Ao comentar a mutação interpretativa através dos tempos, Paz polemiza sobre tema que nunca teve consenso. Observa: “O teatro, a música e a dança são as mais evasivas e menos fiéis, entre todas as artes, aos desejos e às finalidades de seus criadores. Suas limitações quanto a essa particularidade consistem em que, para se expressar junto ao público, necessitam do intérprete – ator, diretor, executante, cantor, dançarino -, na realidade deformadores das aspirações do autor, em maior ou menor dimensão”.

Após discorrer sobre a mentalidade de dois intérpretes que podem ter ideias diversas sobre uma determinada obra, Paz se questiona sobre a interpretação fiel. “Sabemos por acaso como Beethoven, Berlioz, Schumann, Chopin e Liszt exigiam a interpretação adequada? Constata-se pois que, não sendo desejável a versão arqueológica à base da interpretação fidedigna, que na realidade nada dela sabemos, só nos resta, para a música, o teatro e a dança, a versão perpetuamente mutante, recriada, modificada, metamorfoseada segundo o temperamento, a cultura, as afinidades ou preferências, e até a saturação do intérprete em determinado período de sua evolução ou da circunstância em que atua”.

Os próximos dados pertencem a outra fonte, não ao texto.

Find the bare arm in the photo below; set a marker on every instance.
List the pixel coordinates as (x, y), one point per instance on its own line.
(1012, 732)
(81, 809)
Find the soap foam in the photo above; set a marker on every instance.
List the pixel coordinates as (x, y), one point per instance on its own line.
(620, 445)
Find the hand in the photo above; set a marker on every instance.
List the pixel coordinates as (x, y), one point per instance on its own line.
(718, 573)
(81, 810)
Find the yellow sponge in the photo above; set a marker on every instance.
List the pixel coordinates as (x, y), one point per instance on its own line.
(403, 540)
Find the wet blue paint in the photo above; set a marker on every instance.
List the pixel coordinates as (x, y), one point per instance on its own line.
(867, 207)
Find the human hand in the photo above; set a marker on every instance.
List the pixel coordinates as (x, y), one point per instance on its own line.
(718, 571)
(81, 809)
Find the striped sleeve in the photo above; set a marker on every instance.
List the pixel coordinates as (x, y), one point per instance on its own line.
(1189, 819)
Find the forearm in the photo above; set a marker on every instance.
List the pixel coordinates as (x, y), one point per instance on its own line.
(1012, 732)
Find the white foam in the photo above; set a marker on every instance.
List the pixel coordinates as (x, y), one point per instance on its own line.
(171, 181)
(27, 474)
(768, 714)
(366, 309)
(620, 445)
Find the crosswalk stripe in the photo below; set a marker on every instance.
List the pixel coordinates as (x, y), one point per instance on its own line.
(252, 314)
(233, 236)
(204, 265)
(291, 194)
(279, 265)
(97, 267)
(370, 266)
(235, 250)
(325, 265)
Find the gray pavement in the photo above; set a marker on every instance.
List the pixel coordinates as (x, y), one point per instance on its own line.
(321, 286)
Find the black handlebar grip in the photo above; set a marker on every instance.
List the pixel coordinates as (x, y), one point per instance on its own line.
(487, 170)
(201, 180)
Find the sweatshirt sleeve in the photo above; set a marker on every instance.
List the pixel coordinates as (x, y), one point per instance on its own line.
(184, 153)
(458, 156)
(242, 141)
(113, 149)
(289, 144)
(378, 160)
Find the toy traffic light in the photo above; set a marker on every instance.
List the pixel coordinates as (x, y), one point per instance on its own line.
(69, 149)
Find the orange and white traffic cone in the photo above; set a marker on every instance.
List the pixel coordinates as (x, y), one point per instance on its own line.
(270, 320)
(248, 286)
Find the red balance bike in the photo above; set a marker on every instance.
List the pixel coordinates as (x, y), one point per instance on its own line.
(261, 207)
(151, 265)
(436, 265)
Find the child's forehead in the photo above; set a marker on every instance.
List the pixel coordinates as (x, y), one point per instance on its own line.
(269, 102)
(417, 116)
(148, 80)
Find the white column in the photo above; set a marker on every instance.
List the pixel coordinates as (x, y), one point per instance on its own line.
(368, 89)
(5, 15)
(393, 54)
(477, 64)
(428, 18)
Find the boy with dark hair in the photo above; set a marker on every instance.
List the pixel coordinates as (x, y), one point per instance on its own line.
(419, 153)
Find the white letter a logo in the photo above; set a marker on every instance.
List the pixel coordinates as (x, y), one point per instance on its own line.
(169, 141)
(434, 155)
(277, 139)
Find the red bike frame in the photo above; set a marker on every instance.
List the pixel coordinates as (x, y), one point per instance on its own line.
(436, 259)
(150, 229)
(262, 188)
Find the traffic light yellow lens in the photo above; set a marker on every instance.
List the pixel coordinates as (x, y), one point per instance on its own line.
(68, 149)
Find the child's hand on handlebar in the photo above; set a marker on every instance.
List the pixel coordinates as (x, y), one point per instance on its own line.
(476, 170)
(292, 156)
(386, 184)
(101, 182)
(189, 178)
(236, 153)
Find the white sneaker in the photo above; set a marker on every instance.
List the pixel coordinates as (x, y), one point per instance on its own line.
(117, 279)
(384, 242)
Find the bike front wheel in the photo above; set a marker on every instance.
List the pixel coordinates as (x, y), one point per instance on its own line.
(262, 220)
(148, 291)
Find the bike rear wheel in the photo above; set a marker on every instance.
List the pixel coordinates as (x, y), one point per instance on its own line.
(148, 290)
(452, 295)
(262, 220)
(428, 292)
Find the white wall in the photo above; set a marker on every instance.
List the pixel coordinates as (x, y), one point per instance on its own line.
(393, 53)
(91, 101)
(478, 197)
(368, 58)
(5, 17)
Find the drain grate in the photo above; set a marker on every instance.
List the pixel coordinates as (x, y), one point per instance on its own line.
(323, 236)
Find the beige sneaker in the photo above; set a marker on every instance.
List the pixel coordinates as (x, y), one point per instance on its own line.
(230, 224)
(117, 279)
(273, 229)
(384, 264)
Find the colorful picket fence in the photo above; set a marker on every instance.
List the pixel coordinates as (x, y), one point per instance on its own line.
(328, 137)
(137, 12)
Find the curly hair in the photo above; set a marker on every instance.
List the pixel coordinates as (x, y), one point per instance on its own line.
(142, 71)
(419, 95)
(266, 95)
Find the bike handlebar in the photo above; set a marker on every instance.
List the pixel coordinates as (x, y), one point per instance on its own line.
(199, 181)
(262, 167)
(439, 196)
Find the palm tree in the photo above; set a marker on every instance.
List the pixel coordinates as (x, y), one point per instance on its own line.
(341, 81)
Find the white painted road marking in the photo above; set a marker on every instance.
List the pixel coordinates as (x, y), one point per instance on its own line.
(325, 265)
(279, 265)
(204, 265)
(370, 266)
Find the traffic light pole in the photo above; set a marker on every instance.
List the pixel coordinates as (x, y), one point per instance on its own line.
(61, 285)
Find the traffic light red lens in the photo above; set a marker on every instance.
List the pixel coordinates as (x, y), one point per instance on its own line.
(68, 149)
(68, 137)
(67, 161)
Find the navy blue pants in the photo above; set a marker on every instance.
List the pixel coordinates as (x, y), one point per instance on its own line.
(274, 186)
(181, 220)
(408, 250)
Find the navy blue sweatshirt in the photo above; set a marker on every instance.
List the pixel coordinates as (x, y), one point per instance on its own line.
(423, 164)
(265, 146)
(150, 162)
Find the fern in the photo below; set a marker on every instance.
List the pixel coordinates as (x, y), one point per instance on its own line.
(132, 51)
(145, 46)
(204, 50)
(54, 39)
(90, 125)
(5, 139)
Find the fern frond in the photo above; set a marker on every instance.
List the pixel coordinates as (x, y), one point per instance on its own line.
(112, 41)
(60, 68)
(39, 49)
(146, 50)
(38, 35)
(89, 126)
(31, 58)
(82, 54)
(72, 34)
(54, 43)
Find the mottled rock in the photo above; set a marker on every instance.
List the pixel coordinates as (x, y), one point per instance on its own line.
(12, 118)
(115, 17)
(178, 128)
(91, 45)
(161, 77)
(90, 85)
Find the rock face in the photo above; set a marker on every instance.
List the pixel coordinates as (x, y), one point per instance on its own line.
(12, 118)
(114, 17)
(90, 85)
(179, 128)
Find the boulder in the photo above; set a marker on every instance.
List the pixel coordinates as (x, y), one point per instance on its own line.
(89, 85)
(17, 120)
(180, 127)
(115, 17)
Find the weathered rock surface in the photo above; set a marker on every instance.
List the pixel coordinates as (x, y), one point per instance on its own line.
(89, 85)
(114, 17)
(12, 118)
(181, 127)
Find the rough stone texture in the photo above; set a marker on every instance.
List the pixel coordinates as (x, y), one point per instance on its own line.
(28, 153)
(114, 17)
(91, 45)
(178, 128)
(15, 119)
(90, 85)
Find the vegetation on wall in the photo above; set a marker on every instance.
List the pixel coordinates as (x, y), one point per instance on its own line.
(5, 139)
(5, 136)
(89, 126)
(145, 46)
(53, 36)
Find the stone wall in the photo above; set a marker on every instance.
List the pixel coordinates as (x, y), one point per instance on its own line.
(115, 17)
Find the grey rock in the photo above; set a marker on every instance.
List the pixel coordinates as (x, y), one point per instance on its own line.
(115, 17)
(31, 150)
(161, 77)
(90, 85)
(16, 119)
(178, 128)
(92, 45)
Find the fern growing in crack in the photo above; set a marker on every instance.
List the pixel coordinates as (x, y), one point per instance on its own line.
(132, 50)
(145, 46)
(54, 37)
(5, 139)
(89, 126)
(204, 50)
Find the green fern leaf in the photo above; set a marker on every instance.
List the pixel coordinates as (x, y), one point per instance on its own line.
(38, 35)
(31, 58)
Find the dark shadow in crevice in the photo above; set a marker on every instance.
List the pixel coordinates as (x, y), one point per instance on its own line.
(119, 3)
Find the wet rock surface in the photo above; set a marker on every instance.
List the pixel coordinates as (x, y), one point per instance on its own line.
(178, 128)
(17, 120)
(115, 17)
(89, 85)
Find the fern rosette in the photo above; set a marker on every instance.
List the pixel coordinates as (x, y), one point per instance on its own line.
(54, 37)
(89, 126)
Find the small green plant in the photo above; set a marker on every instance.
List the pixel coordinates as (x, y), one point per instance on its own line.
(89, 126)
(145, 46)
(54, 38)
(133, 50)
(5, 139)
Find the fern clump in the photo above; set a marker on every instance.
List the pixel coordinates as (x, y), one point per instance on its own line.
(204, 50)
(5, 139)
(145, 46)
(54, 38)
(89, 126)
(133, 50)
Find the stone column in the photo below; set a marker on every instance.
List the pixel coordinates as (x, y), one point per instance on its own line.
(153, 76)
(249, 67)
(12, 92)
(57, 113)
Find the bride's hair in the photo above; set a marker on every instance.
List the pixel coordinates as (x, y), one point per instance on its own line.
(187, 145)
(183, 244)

Em vários artigos publicados no Brasil e no Exterior sobre as composições de Johann Kuhnau (1660-1722), Jean-Philippe Rameau (1683-1764) e Carlos Seixas (1704-1742), originalmente escritas para cravo e que gravei ao piano para o selo belga De Rode Pomp, observei que o silêncio de mais de um século das interpretações ao cravo faz entender que nada sabemos sobre as execuções dessa música no instrumento original, mas que a escuta, nessa relação professor-aluno, foi a responsável pela interpretação ao piano dessa imensa produção durante o longo período silencioso do cravo. Nenhum dos grandes compositores do vasto período romântico no século XIX compôs para cravo. A oralidade professoral foi fator decisivo para que a tradição da criação para o instrumento, que imperou basicamente nos séculos XVII e XVIII, não se perdesse quando interpretada ao piano.

A respeito da ópera, escreve: “Para mim, a ópera ideal seria aquela em que os cantores, em determinado instante da ação, se esquecessem de atuar”. Tradução: J.E.M.

Quantos não foram os autores que escreveram memórias? Há aquelas que se perdem nas profundezas da arqueologia social e outras que impressionam e anteveem o futuro, pois não envelhecem. Visitá-las torna-se uma possibilidade de entendermos os fracassos e os acertos da trama social e da cultura como um todo. Nessa visão, Juan Carlos Paz mostra-se um profeta após tantas décadas decorridas.

Juan Carlos Paz, Argentine composer, theorist and thinker, has been the introducer of dodecaphonism in his country. In his book of memoirs, he explores the most varied topics on music, literature, art and history, not failing to be humorous when everyday life makes an impression on him.